Even as he spoke, the boy kept knotting rope and making loop after loop. They might have been for hanging up food to dry or something of that kind.

I could not think of anything more to say to him, and just knowing that he was safe for the time being made something like guilt slide from my shoulders.

“Well then,”

I said, and when I turned to leave, the boy, whose eyes had been on the rope, spoke.

“Thanks for the bread and meat!”

“…”

When I turned back and raised a hand lightly, the boy smiled and waved back, then immediately returned to his work.

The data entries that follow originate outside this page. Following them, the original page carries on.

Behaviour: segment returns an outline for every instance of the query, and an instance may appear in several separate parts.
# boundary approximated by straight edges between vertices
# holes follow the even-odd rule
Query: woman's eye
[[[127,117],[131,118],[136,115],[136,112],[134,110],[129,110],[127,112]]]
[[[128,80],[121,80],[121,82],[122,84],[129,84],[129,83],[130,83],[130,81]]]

That quickness in switching gears felt very much like this world.

Not just Nodon—many of those who stood above others in this world were perfectly willing to exploit people mercilessly and throw them away.

And yet those who were thrown away also seemed, unexpectedly, to survive tenaciously.

Taking some small comfort from that, I next headed to the cemetery at the edge of town. When I reached the section where unrelated people without family were buried all together, the warmth I had been feeling cooled a little.

The boy had survived, but the young porter whose name I had never even learned had died. Since I had not heard that his body had been sent to the mine, it seemed that not every corpse of an unclaimed person was necessarily sent there.

Still, I did not really know why I had come here.

I had probably died in my old world and come to this one.

So if I died here, where would I go?

There was no reason anywhere to expect it would be a better world than this one.

If I could return to my original world, that would of course be best, but at the moment I had no prospect of that.

Somehow or other, I had no choice but to keep living in this world.

And for that, the only option was to make the plan with Kengo and Kururu succeed.

“I don’t know which god I should pray to, but…”

Standing before a grave marker that was nothing more than a rotting wooden stick stabbed into the ground, I pressed my hands together.

The color of the sky was the same, and for just a moment, I found myself wondering whether heaven was the same as well.